2 nov 2005

Costumbre de lector

Supongo que las grandes historias terminan así, con una larga e intensa agonía que uno soporta y hasta justifica, bajo la falsa premisa de la autocompasión y la culpa.
Por desgracia, por más que uno se esfuerce en racionalizarlo, la cruda realidad del proceso sólo se entiende a posteriori, cuando no hay nada más qué decir o hacer, salvo perdonarse las horas perdidas, el llanto derramado, las palabras que uno tuvo que escuchar y repetir interiormente, una y otra vez hasta el cansancio.
Es así como llega una mañana en la que uno se siente menos mal que de costumbre, y ése signo es el preludio de una serie de jornadas decentes, con obvias recaídas, que comienzan a espaciarse cada vez más, hasta que el dolor no se siente, o más bien, uno se ha acostumbrado tanto a él, que la mayor parte del tiempo pasa desapercibido.

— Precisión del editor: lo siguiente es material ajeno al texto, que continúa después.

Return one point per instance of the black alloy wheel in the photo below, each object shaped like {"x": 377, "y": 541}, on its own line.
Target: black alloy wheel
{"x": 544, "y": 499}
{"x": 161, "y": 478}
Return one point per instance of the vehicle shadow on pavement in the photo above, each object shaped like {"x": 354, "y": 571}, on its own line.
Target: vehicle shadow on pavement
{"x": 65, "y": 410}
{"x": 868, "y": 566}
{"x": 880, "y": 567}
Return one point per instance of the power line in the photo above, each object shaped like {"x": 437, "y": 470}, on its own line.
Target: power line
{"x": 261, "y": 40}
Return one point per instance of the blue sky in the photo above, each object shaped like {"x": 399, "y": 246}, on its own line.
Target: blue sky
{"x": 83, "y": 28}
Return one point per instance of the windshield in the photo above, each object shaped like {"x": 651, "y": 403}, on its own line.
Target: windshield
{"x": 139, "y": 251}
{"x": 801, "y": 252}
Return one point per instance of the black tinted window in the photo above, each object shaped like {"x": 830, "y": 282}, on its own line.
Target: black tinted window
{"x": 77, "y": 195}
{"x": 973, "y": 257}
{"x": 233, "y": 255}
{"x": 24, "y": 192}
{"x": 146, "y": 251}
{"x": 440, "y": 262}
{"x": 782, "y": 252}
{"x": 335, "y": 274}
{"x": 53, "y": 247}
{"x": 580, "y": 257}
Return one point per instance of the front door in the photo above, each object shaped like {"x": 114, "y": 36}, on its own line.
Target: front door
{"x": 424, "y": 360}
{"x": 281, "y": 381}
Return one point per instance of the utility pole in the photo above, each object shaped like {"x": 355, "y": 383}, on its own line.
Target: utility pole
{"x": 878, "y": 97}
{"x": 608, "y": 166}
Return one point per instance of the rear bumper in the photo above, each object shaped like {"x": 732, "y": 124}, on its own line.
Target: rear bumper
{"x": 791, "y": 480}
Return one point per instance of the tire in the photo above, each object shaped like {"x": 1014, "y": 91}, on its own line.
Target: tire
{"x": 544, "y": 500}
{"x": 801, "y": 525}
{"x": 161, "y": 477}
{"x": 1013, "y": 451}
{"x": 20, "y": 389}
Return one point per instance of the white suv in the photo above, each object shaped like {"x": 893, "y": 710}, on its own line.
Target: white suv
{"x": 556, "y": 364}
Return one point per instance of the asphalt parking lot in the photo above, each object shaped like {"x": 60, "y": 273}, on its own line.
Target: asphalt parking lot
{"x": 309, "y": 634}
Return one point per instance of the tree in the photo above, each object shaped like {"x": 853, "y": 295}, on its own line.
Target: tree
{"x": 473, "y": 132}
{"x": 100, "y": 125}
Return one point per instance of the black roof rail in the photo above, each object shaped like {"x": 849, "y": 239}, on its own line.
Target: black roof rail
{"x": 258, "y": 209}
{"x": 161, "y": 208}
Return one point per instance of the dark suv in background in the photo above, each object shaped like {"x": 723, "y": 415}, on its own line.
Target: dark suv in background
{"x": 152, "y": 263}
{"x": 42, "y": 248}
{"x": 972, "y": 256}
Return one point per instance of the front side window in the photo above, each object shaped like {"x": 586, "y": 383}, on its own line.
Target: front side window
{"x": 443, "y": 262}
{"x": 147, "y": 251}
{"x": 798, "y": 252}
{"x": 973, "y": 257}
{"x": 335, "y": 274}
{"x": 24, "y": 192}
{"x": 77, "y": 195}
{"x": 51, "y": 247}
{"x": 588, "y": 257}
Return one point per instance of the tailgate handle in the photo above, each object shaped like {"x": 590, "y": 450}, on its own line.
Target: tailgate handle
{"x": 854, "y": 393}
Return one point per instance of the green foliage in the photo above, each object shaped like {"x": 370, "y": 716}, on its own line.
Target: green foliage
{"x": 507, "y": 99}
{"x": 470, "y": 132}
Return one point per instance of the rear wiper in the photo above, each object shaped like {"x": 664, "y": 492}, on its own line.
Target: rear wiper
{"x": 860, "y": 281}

Desgraciadamente, para la mala fortuna de quienes con ingenuidad creen en el peso acumulado de lo vivido, el último recuerdo es el que prevalece. Y por lo regular éste no suele ser muy grato. En mi caso, una llamada, una serie de comentarios innecesarios, un par de frases alevosas, el orgullo como hilo conductor de un discurso resentido y agotado, el sarcasmo, la burla, la soberbia. Ése es el broche de oro con el que decidiste cerrar esta historia, que como es mi costumbre, me obligué a leer de principio a fin, antes de cerrar el libro.